2) My primary mission in my volunteer effort is to give 15 outstanding players an opportunity to play high level ball and to prepare them for HS and hopefully college. I believe I am on the right track and teaching the right values. My player's parents agree, and most refs have a lot of respect for me, how I conduct myself, and how I control my team.
3) In games, I need an assistant who has the same goals and focus that I have, a good knowledge of the game, and I don't have much to choose from in this regard, espcially in the less highly regarded world of girls ball. If you can't understand that, then you obviously haven't tried running a high level basketball program with high quality volunteer coaches for a sustained period of time.
4) I have a choice - work with a person who is putting forth an honest effort and try to change his habits over time, which I have done quite successfully thus far. Alternatively, I can ban him as you suggest and take the chance that a hardworking, honest individual will be lost as a coach for these girls. I believe that I am refining his bench demeanor just as I am refining the players composure on the floor. Just as I don't bench my point guard for making a mistake, but put her back out to learn, I don't banish my assistant.
I am glad it is so easy to inform me what choices I should make, especially when you know nothing of our individual circumstances or character. Unfortunately, many choices are not as black and white as you would cast them to be. My approach is different than yours - you choose as you must, but please allow me the same freedom. It isn't that I have not done anything to handle this situation, it's just that I haven't done what you would have done.
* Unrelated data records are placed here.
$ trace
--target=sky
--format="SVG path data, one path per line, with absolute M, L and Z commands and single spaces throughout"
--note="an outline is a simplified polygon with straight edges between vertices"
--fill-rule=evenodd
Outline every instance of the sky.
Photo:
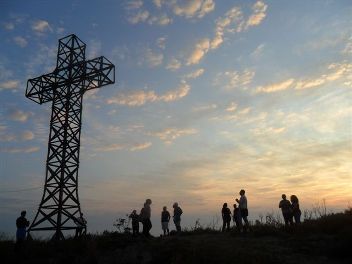
M 51 103 L 26 82 L 76 34 L 116 83 L 83 99 L 79 197 L 88 231 L 152 204 L 217 223 L 245 189 L 249 219 L 352 203 L 352 2 L 0 0 L 0 232 L 43 193 Z

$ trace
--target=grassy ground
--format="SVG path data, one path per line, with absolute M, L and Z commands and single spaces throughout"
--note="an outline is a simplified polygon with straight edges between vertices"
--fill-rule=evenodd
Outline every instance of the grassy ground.
M 27 241 L 16 254 L 0 241 L 1 263 L 352 263 L 352 210 L 285 230 L 257 224 L 246 234 L 211 229 L 145 239 L 105 232 L 85 239 Z

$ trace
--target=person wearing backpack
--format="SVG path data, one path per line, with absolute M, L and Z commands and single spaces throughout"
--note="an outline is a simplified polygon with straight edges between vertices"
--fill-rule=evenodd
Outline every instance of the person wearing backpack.
M 181 215 L 183 213 L 181 207 L 179 207 L 178 203 L 174 203 L 172 206 L 174 208 L 174 223 L 176 226 L 177 232 L 181 232 Z

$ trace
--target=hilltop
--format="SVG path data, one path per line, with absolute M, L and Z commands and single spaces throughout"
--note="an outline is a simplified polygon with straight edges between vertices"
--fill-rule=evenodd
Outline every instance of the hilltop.
M 28 241 L 22 263 L 352 263 L 352 210 L 285 230 L 257 223 L 246 234 L 197 228 L 146 239 L 104 232 L 84 239 Z M 21 263 L 13 241 L 0 242 L 2 263 Z

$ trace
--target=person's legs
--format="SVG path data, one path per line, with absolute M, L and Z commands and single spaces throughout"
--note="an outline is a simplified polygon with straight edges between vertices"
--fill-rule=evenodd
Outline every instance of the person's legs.
M 221 231 L 225 232 L 225 228 L 226 228 L 226 221 L 222 220 L 222 229 L 221 229 Z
And whack my assistant if you ref one of our games and think he deserves it - I honestly don't mind. I think it helps to educate him even more than I can! And if he doesn't do anything worth one T in at least the last 60 games we have played (this is a fact), how is it I should ban him? He's gotten maybe 5 warnings in that time. He's received far more correction from me than from your striped shirted brethren, who are doing a JOB. Evidently, it is a bigger issue with me than with them.